On January 11, philosopher, writer, and psychologist Williams James was born in 1842. James was instrumental in establishing Harvard’s psychology department, which at its inception was tied to the department of philosophy.


James himself remained unconvinced that psychology was in fact a distinct discipline, writing in his 1892 survey of the field, Psychology: Briefer Course, “This is no #science; it is only the hope of a science” (p. 335). Despite James’s skepticism, in the ensuing century this hope was fully realized in the department he helped to found.
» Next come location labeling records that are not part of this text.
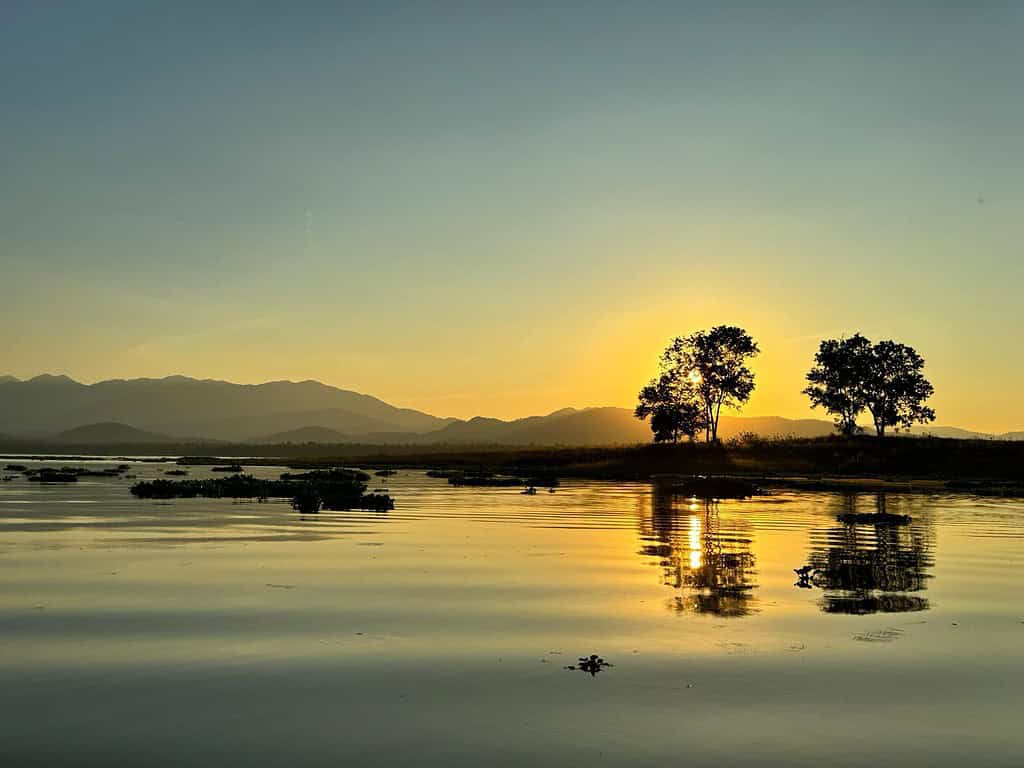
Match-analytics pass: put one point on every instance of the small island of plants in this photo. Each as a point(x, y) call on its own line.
point(309, 492)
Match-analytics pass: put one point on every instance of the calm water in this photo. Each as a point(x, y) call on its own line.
point(200, 632)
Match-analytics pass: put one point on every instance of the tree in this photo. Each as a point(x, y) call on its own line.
point(853, 375)
point(836, 382)
point(715, 364)
point(672, 407)
point(895, 389)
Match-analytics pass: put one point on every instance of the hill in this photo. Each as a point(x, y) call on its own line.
point(110, 433)
point(323, 435)
point(177, 404)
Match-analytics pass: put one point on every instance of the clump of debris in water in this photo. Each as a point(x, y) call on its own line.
point(593, 665)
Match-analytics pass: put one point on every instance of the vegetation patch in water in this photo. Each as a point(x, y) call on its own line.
point(701, 486)
point(333, 489)
point(875, 518)
point(592, 665)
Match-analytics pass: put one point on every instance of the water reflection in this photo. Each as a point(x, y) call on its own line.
point(870, 565)
point(708, 563)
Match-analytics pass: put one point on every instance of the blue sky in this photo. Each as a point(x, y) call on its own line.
point(471, 208)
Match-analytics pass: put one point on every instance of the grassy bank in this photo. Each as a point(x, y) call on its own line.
point(895, 463)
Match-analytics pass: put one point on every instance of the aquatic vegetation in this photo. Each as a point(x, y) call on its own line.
point(592, 664)
point(875, 518)
point(48, 474)
point(701, 486)
point(335, 474)
point(484, 480)
point(335, 491)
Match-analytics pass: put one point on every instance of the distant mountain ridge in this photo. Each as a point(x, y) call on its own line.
point(111, 432)
point(180, 409)
point(180, 406)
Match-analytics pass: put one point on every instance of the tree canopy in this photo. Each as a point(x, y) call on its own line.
point(699, 374)
point(886, 379)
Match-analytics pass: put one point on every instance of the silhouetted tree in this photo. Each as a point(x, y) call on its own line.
point(895, 389)
point(853, 375)
point(841, 367)
point(714, 363)
point(672, 407)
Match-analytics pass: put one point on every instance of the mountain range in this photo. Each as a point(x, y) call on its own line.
point(177, 409)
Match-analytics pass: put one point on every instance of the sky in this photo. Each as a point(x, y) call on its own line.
point(478, 209)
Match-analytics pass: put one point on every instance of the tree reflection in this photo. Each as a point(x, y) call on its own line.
point(710, 567)
point(868, 565)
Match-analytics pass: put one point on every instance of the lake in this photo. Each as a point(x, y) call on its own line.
point(198, 632)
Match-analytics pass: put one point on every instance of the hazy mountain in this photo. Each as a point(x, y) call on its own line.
point(110, 432)
point(146, 411)
point(303, 434)
point(179, 406)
In psychology, James’s work is of course dated, but it is dated as is Galileo’s in physics or Charles Darwin’s in biology because it is the originative matrix of the great variety of new developments that are the current vogue. In philosophy, his positive work is still prophetic. The world he argued for was soon reflected in the new physics, as diversely interpreted, with its resonances from Charles Peirce, particularly by Albert Einstein, Bertrand Russell, and the Danish quantum physicist Niels Bohr—a world of events connected with one another by kinds of next-to-next relations, a world various, manifold, changeful, originating in chance, perpetuated by habits (that the scientist calls laws), and transformed by breaks, spontaneities, and freedoms. In human nature, James believed, these visible traits of the world are equally manifest. The real specific event is the individual, whose intervention in history gives it in each case a new and unexpected turn. But in history, as in nature, the continuous flux of change and chance transforms every being, invalidates every law, and alters every ideal.